Dale Jackson’s 7 Things: The government shut down but not really, the Alabama “blue wave” is a myth, former Democrat congressman switches party to run again, and more
The 7 Things You Should Be Talking About Today
— The deal raises budget caps by $300 billion in the next two years; $160 billion would go to the Pentagon, $128 billion to non-defense programs, $80 billion in disaster relief for hurricanes in Texas, Florida and Puerto Rico. It raises the debt ceiling until March 2019, it keeps the government running until late March and sets up an immigration debate in the Senate.
— Alabama Representatives Mo Brooks (AL-05) and Gary Palmer (AL-06), voted against this budget deal; all Alabama’s other representatives voted yes.
2. There are claims that the White House knew about the aide who hit his ex-wives
— White House aide Rob Porter has resigned after allegation of spousal abuse were made public by two of his ex-wives.
— Chief of Staff John Kelly apparently knew about the allegations; but did not fully believe them until photos surfaced.
3. Blue Dog Democrat Bobby Bright becomes a Republican to try and reclaim his old seat
— Rumors as late as this week had Bright running for Lt. Governor as a Democrat; instead he will take on Martha Roby, who beat him in 2010, in a Republican primary.

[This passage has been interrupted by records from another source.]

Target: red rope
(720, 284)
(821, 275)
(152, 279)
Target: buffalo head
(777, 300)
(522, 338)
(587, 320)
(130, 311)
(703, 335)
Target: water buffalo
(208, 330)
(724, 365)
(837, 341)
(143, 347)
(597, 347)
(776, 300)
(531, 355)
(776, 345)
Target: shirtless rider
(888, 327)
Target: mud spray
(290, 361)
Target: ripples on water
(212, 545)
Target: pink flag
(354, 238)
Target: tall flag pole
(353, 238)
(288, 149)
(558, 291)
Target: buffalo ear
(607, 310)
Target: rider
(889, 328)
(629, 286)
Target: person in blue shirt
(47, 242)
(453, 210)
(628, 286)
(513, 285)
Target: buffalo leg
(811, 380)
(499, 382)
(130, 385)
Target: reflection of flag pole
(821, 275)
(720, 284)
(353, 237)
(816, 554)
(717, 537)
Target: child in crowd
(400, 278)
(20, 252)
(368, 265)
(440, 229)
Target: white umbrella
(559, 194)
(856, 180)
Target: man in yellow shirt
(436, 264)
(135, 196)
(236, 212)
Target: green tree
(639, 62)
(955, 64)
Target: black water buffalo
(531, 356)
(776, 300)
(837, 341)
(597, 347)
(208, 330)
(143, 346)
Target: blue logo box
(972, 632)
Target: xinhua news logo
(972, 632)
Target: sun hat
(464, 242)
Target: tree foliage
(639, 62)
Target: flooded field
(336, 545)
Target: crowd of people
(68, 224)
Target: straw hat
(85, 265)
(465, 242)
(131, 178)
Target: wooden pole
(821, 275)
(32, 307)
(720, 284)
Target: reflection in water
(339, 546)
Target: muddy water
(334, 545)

— Bright’s switch to the Republican Party might throw a little cold water on the argument that Alabama Democrats are on the rise in the state and poised to make gains in 2018.
4. After Doug Jones’ win, the Democrat “blue wave” seems to be a bit of a bust in Alabama
— As of now, Democrats are competing for fewer seats in the Alabama Legislature than in 2014 — 18 vs. 23 in the Senate and 52 vs. 57 in the House.
— Qualifying for the 2018 elections in Alabama ends today.
5. Attorney General Jeff Sessions tells people to “take some aspirin sometimes and tough it out” instead of taking opioids
— Sessions comments were in response to questions about the amount of opioids prescribed to patients in the United States.
— Some in the medical community did not like Sessions comments, saying “That remark reflects a failure to recognize the severity of pain of some patients.”
6. Former Attorney General Troy King is trying to get his old job back
— Polls show King is in good shape heading into the primary election against the the current AG, Steve Marshall, who has never run a statewide campaign.
— King was decimated by Luther Strange in 2010 after siding with gambling interests and against then-Governor Bob Riley over the policing of gambling.
— In the never-ending saga that is the “Russia Investigation”, it has now been learned that Warner sought out the British Intelligence agent for a secret conversation; texts show Warner did not want a paper trail.
— Republican Senators Richard Burr and Marco Rubio say there is nothing improper here.